Nor was BP alone among the big oil companies communicating this message. A study by Naomi Oreskes and Geoffrey Supran at Harvard published in May in the journal One Earth found that since 1972, ExxonMobil has consistently used “rhetoric aimed at shifting responsibility for climate change away from itself and onto consumers.”

Yes, those consumers want the hot showers, warm homes and cold beer that coal, oil and gas provide. But they did not insist on the burning of fossil fuels for those amenities. Now there are other ways to produce energy, and responsibility to tap those renewable resources lies with the world’s energy companies.

Today, almost 20 years after BP’s carbon calculator went live, cutting a firm’s carbon footprint is still the gold standard of corporate climate action. The phrase is firmly lodged in the environmental lexicon.

The idea of offsetting one’s carbon footprint by reducing or eliminating greenhouse gas emissions in one place to make up for emissions elsewhere has grown into an enormous industry. Businesses often do this by buying carbon credits to offset emissions they can’t or won’t reduce. The consulting firm McKinsey estimates that “the market for carbon credits could be worth upward of $50 billion in 2030.”

Many of these offsets underwrite worthwhile projects — protecting virgin expanses in some of the world’s last great forests, as in the Amazon, or the deployment of solar power. But according to an analysis by the private-sector Taskforce on Scaling Voluntary Carbon Markets, fewer than five percent of offsets in 2020 removed carbon dioxide from the atmosphere.

Which, of course, is what we desperately need to be doing.

A giant, systemic problem like climate needs to be addressed like other huge environmental challenges the world has successfully taken on — reducing ozone-depleting chemicals worldwide, for example, and sharply cutting back on smog and water pollution in the United States. Imagine if, in response to the expansion of the ozone hole, businesses and governments had said, “We’ll just hope businesses do the right thing.” Instead, international policymakers created the Montreal Protocol, which set standards that phased out ozone-destroying chlorofluorocarbon use worldwide.

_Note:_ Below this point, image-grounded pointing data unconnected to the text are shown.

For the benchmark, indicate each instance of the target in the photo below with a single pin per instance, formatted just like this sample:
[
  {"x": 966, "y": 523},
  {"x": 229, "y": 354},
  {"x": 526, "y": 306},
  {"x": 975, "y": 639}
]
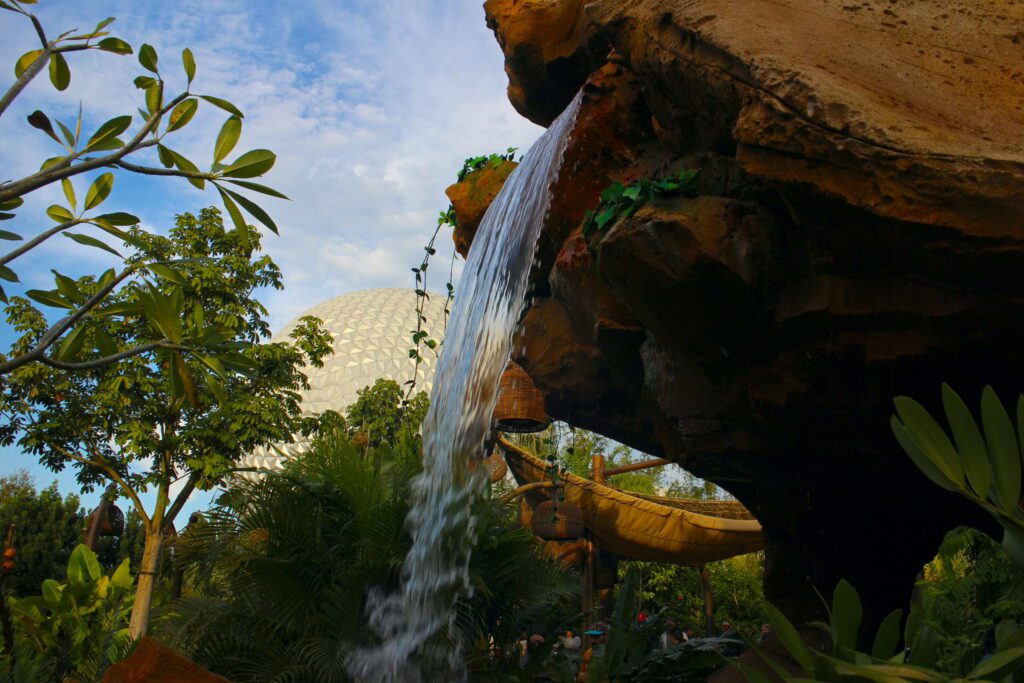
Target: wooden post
[{"x": 709, "y": 601}]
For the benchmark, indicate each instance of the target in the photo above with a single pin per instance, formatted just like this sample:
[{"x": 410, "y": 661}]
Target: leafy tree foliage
[
  {"x": 49, "y": 526},
  {"x": 380, "y": 414},
  {"x": 152, "y": 421},
  {"x": 104, "y": 150}
]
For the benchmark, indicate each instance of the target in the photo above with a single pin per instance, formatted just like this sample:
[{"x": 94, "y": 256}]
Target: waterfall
[{"x": 477, "y": 346}]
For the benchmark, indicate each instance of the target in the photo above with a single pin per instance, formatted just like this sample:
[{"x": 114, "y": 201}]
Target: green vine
[
  {"x": 420, "y": 335},
  {"x": 621, "y": 201}
]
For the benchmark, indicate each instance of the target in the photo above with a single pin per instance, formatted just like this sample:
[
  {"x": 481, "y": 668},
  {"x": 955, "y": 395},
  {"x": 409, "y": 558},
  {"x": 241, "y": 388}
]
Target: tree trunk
[{"x": 146, "y": 581}]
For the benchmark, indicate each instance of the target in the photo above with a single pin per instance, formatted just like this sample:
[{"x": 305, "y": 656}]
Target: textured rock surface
[
  {"x": 154, "y": 663},
  {"x": 859, "y": 235}
]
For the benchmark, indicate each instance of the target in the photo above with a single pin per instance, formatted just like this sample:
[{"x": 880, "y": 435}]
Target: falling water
[{"x": 477, "y": 345}]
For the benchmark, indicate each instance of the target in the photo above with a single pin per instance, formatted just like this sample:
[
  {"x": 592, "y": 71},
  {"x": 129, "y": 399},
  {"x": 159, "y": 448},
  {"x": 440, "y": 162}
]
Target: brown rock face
[
  {"x": 154, "y": 663},
  {"x": 858, "y": 235}
]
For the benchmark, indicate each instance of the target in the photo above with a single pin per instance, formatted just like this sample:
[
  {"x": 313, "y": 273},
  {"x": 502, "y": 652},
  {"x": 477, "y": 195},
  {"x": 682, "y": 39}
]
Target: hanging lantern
[
  {"x": 520, "y": 406},
  {"x": 113, "y": 522},
  {"x": 605, "y": 569},
  {"x": 497, "y": 468},
  {"x": 557, "y": 520}
]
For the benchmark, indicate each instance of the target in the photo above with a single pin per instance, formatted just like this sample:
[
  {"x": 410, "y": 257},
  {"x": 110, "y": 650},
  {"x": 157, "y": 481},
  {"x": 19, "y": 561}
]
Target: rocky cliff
[{"x": 858, "y": 233}]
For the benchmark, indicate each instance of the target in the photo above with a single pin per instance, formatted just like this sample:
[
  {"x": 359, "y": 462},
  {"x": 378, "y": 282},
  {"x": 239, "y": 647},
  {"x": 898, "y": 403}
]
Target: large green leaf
[
  {"x": 182, "y": 114},
  {"x": 970, "y": 442},
  {"x": 226, "y": 138},
  {"x": 846, "y": 615},
  {"x": 98, "y": 190},
  {"x": 930, "y": 438},
  {"x": 1003, "y": 449},
  {"x": 251, "y": 164},
  {"x": 59, "y": 73}
]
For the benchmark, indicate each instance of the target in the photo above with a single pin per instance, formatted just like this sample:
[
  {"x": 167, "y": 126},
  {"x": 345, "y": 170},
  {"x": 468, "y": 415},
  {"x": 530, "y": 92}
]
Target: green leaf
[
  {"x": 25, "y": 61},
  {"x": 99, "y": 190},
  {"x": 83, "y": 566},
  {"x": 846, "y": 615},
  {"x": 224, "y": 104},
  {"x": 1003, "y": 447},
  {"x": 255, "y": 210},
  {"x": 59, "y": 213},
  {"x": 69, "y": 190},
  {"x": 49, "y": 299},
  {"x": 167, "y": 272},
  {"x": 109, "y": 130},
  {"x": 41, "y": 122},
  {"x": 226, "y": 138},
  {"x": 930, "y": 438},
  {"x": 256, "y": 187},
  {"x": 147, "y": 57},
  {"x": 788, "y": 636},
  {"x": 59, "y": 73},
  {"x": 999, "y": 665},
  {"x": 887, "y": 638},
  {"x": 251, "y": 164},
  {"x": 115, "y": 45},
  {"x": 119, "y": 218},
  {"x": 189, "y": 63},
  {"x": 90, "y": 242},
  {"x": 182, "y": 114},
  {"x": 72, "y": 344},
  {"x": 232, "y": 211}
]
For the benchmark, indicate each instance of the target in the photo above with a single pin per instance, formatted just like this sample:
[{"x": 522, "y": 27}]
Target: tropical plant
[
  {"x": 983, "y": 464},
  {"x": 910, "y": 657},
  {"x": 74, "y": 630},
  {"x": 162, "y": 117},
  {"x": 151, "y": 421},
  {"x": 619, "y": 201}
]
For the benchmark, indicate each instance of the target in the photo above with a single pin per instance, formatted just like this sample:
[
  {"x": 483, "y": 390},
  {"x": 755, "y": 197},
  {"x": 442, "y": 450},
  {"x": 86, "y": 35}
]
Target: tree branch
[
  {"x": 111, "y": 472},
  {"x": 61, "y": 326},
  {"x": 114, "y": 357},
  {"x": 38, "y": 240},
  {"x": 65, "y": 169}
]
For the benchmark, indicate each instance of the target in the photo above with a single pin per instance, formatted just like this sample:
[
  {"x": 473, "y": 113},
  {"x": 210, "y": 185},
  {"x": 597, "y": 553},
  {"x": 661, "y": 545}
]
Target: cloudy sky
[{"x": 370, "y": 104}]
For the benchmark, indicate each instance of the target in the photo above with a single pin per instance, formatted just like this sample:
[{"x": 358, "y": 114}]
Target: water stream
[{"x": 477, "y": 345}]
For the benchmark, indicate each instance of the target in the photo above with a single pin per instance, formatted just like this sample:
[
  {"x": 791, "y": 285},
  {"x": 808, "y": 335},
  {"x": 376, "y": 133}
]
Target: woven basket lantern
[
  {"x": 497, "y": 468},
  {"x": 520, "y": 406},
  {"x": 557, "y": 521}
]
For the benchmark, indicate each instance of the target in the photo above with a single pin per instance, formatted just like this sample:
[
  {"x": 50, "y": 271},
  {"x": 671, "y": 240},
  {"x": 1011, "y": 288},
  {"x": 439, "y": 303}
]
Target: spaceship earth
[{"x": 372, "y": 331}]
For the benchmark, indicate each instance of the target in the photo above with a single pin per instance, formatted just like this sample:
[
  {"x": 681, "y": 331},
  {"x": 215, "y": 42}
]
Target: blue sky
[{"x": 371, "y": 107}]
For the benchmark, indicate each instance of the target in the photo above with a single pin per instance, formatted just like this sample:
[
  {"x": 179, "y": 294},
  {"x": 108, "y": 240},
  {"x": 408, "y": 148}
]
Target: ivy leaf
[
  {"x": 110, "y": 130},
  {"x": 251, "y": 164},
  {"x": 189, "y": 63},
  {"x": 59, "y": 73},
  {"x": 115, "y": 45},
  {"x": 41, "y": 122},
  {"x": 25, "y": 61},
  {"x": 182, "y": 114},
  {"x": 90, "y": 242},
  {"x": 99, "y": 190},
  {"x": 224, "y": 104},
  {"x": 147, "y": 57},
  {"x": 226, "y": 138},
  {"x": 59, "y": 214}
]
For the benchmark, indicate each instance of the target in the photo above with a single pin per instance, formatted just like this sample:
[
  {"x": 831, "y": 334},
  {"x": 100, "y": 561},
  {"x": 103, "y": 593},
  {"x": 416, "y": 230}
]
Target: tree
[
  {"x": 381, "y": 414},
  {"x": 163, "y": 116},
  {"x": 169, "y": 417},
  {"x": 48, "y": 528}
]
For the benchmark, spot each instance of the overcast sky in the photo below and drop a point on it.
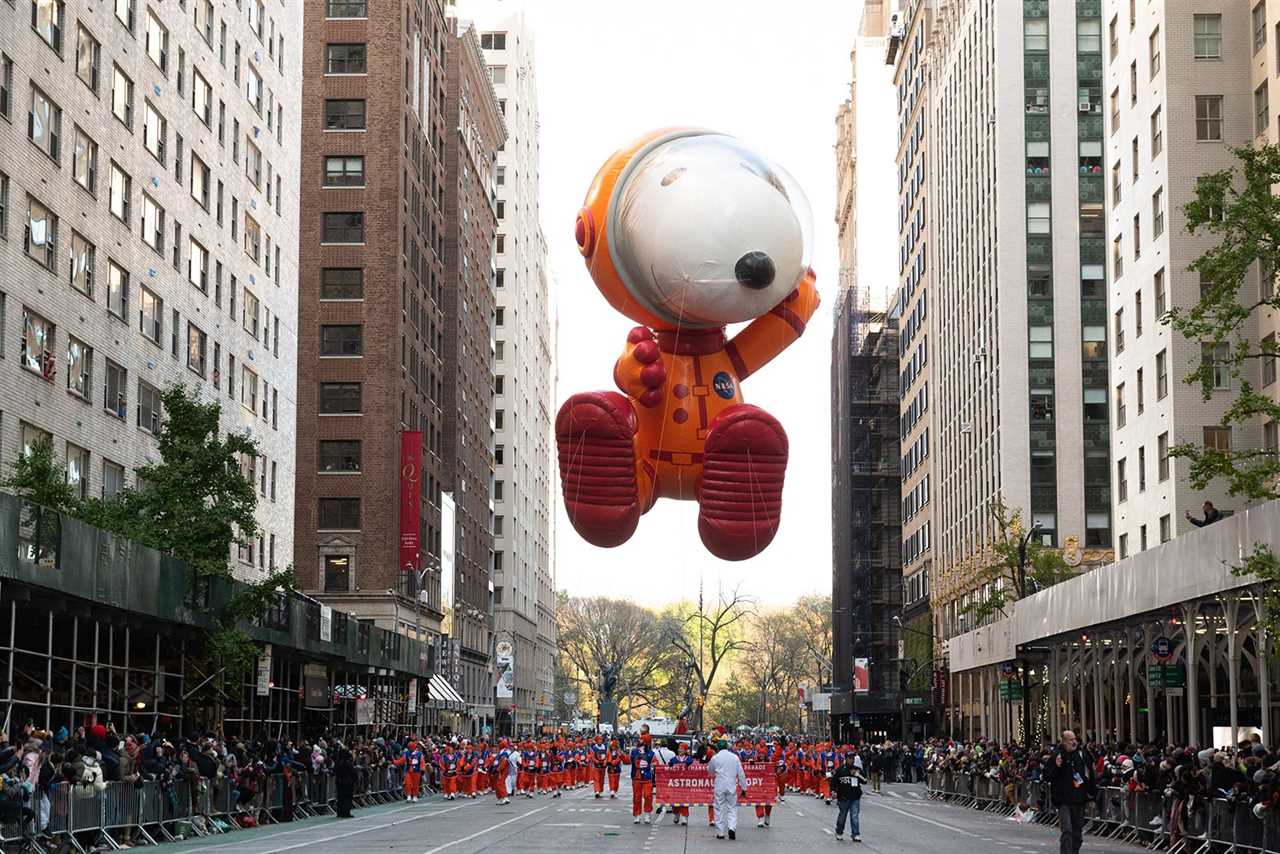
(772, 74)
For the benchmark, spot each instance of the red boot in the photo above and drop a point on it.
(595, 438)
(740, 491)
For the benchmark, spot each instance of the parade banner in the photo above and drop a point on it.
(693, 785)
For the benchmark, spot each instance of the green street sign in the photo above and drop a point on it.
(1166, 676)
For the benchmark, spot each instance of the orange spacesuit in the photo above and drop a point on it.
(681, 428)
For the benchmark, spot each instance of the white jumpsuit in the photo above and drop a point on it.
(726, 770)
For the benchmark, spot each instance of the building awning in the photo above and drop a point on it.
(439, 692)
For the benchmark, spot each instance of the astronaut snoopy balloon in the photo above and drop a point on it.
(686, 232)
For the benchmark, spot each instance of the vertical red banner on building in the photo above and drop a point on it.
(411, 496)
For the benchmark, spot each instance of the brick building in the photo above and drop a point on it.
(370, 304)
(149, 236)
(471, 214)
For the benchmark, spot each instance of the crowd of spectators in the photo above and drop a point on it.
(1183, 777)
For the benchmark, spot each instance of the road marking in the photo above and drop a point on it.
(480, 832)
(929, 821)
(355, 832)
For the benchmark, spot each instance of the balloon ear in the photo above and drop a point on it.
(584, 232)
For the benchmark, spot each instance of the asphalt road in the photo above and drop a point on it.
(896, 822)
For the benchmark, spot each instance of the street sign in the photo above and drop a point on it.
(1162, 649)
(1166, 675)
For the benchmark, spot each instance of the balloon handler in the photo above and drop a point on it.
(688, 231)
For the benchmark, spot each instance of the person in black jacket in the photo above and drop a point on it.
(344, 782)
(1072, 782)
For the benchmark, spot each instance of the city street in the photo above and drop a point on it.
(897, 822)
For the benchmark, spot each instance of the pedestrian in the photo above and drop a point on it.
(641, 780)
(344, 782)
(846, 784)
(1072, 785)
(728, 777)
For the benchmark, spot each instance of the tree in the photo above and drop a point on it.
(599, 634)
(37, 478)
(1011, 566)
(707, 639)
(1238, 208)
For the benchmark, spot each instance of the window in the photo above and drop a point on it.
(339, 514)
(1041, 342)
(113, 479)
(158, 41)
(342, 283)
(154, 131)
(122, 97)
(37, 343)
(196, 348)
(200, 181)
(197, 272)
(149, 407)
(344, 172)
(343, 227)
(1217, 359)
(1036, 35)
(250, 319)
(339, 456)
(337, 567)
(85, 160)
(120, 192)
(254, 88)
(341, 341)
(115, 389)
(152, 223)
(1217, 438)
(41, 237)
(82, 265)
(343, 114)
(1037, 218)
(344, 59)
(1269, 361)
(117, 290)
(150, 315)
(46, 19)
(202, 16)
(87, 53)
(124, 13)
(346, 9)
(201, 97)
(80, 368)
(1207, 36)
(45, 123)
(252, 237)
(248, 389)
(1208, 118)
(339, 398)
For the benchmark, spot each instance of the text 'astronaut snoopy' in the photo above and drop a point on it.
(685, 232)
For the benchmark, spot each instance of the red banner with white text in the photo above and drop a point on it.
(693, 785)
(411, 494)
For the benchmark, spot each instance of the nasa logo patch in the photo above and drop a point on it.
(723, 386)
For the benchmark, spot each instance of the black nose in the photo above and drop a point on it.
(755, 270)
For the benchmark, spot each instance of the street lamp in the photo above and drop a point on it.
(1022, 593)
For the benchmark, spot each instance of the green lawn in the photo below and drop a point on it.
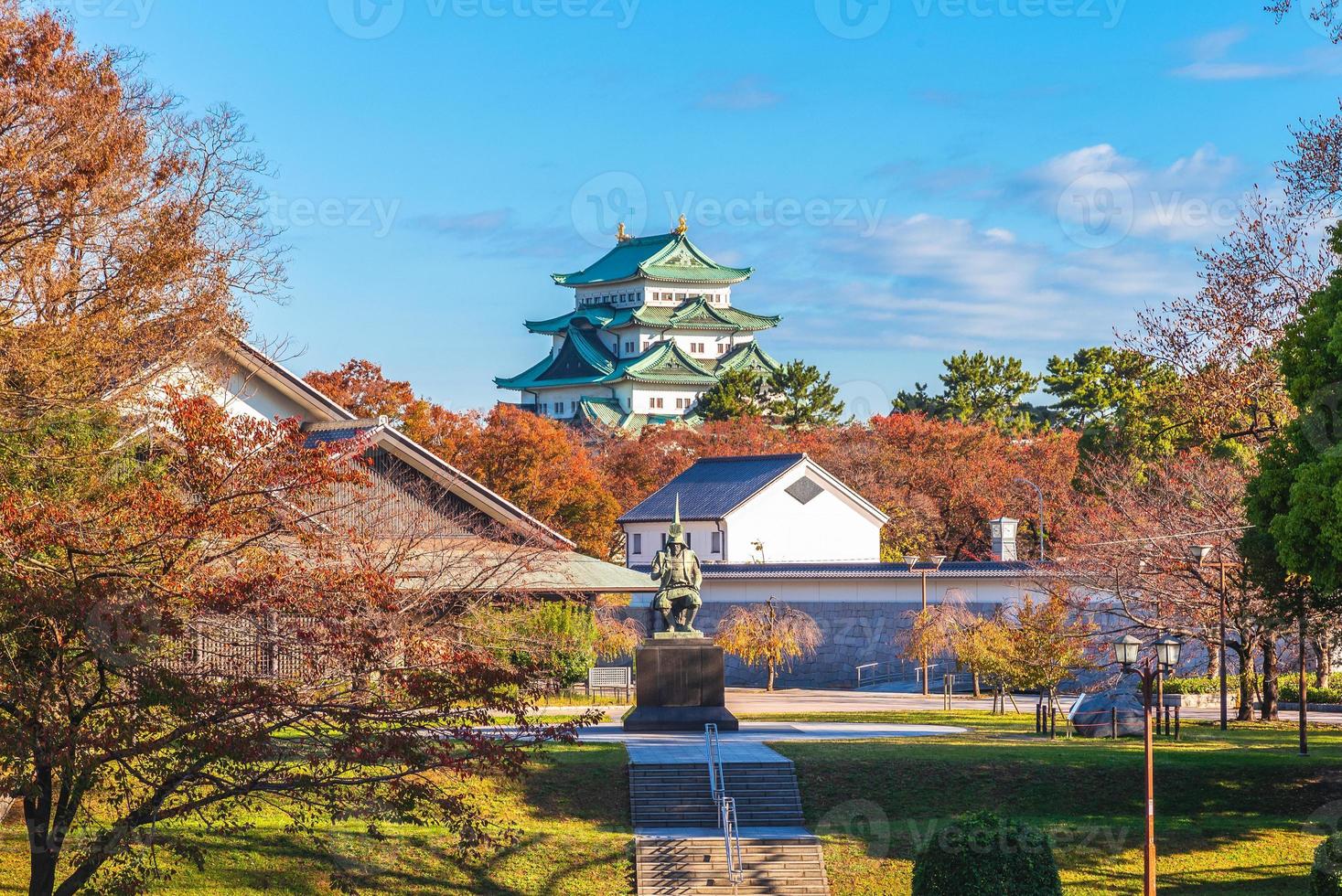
(574, 813)
(1229, 815)
(1229, 809)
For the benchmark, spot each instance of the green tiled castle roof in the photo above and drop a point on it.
(692, 315)
(607, 413)
(746, 357)
(584, 359)
(667, 256)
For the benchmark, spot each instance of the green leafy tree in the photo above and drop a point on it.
(1295, 499)
(735, 395)
(801, 396)
(921, 401)
(976, 388)
(1117, 399)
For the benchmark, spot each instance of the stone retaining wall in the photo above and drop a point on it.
(855, 632)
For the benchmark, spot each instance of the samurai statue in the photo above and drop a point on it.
(677, 568)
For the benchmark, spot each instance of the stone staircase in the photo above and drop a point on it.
(697, 864)
(677, 795)
(678, 845)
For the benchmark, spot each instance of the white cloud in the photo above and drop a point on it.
(945, 283)
(742, 95)
(1210, 60)
(1100, 197)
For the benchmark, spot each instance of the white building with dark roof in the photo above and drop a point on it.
(778, 508)
(781, 526)
(482, 536)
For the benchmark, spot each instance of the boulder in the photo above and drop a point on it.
(1092, 714)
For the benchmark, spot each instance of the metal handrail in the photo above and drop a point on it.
(891, 671)
(725, 804)
(714, 760)
(732, 840)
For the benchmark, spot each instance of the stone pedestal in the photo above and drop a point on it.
(680, 686)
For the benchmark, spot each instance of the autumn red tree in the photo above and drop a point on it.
(941, 480)
(129, 232)
(143, 591)
(541, 465)
(178, 586)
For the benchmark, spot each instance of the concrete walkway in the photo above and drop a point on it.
(799, 702)
(753, 735)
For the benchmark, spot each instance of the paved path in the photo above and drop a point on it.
(747, 700)
(753, 735)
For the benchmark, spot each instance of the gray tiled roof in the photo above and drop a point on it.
(324, 436)
(960, 569)
(712, 487)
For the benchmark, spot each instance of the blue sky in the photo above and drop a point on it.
(908, 177)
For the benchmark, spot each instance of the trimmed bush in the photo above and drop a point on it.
(1203, 684)
(1289, 689)
(1325, 879)
(982, 855)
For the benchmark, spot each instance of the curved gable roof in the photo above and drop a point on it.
(712, 488)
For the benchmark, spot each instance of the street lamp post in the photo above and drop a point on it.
(936, 560)
(1166, 657)
(1198, 553)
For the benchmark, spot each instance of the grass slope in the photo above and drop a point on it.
(1230, 809)
(574, 813)
(1229, 816)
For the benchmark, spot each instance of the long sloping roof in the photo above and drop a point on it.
(712, 488)
(962, 569)
(667, 256)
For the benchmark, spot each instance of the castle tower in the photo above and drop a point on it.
(652, 327)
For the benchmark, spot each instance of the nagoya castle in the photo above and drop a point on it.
(652, 327)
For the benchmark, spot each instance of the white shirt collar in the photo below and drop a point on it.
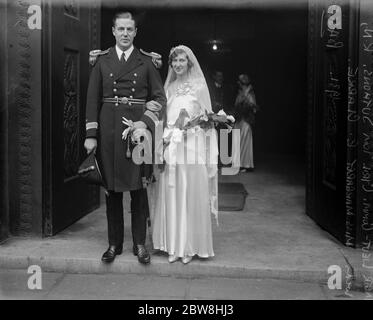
(126, 52)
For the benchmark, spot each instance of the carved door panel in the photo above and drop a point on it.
(73, 31)
(327, 69)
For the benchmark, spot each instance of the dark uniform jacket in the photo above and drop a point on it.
(137, 78)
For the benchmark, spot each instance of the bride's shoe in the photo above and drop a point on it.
(172, 258)
(186, 259)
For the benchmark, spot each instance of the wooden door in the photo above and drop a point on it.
(71, 30)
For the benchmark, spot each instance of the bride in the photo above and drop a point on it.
(186, 193)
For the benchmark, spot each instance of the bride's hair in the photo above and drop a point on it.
(174, 53)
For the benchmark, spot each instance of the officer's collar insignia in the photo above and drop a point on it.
(96, 53)
(156, 58)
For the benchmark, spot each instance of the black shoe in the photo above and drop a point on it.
(110, 253)
(142, 254)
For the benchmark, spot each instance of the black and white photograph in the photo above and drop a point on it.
(186, 155)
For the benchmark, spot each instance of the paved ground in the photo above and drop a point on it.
(57, 286)
(271, 239)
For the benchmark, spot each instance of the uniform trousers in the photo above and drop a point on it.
(139, 215)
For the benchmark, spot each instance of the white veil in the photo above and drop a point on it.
(196, 78)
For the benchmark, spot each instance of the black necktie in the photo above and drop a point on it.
(123, 58)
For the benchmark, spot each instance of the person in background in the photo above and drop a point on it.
(245, 108)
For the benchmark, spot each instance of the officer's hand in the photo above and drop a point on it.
(90, 144)
(153, 105)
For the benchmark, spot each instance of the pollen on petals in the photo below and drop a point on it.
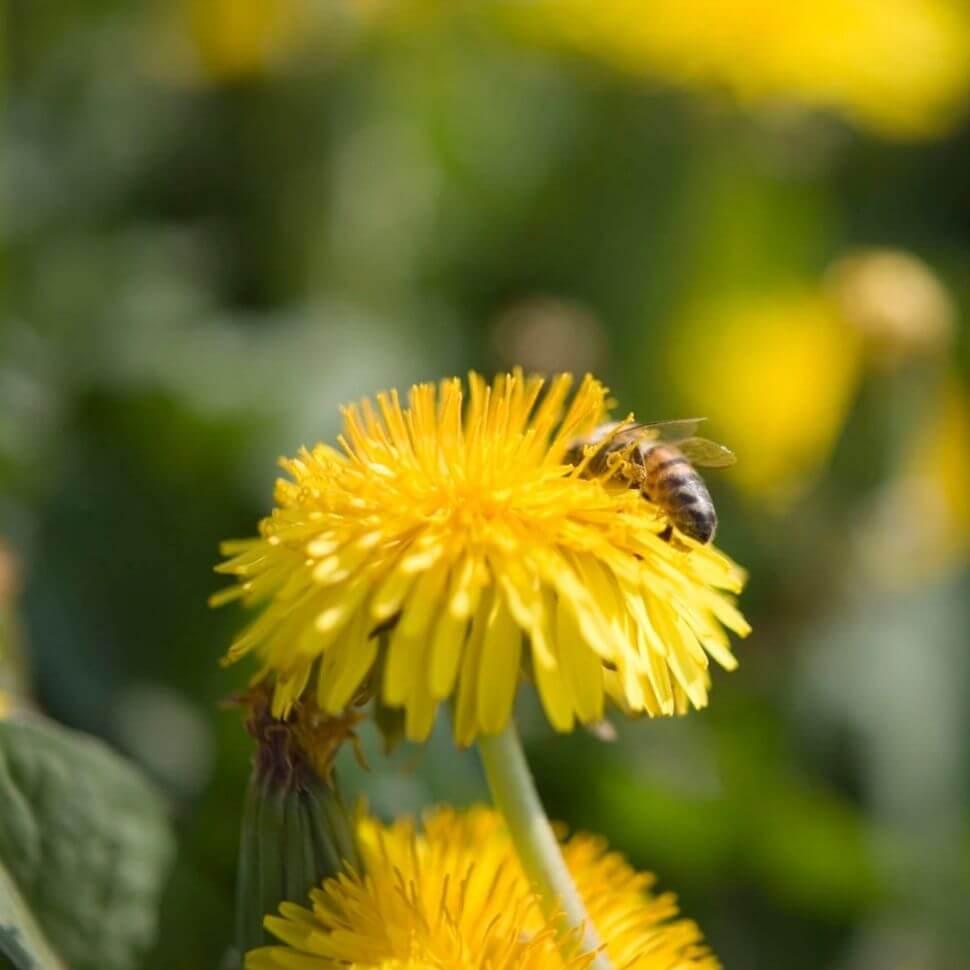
(449, 546)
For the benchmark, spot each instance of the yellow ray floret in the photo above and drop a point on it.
(448, 546)
(455, 896)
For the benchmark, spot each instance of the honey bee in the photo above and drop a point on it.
(658, 460)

We need more of that approach — citizens, businesses and governments working together to address this crisis. It might result in policy solutions like government regulation, effective carbon taxes, national standards for renewable energy and electrification, the elimination of legacy subsidies for the fossil fuel industry, strict auto emission standards and new national building codes. All of these approaches threaten fossil fuel’s business model and, not coincidentally, would help to slow the warming of the planet.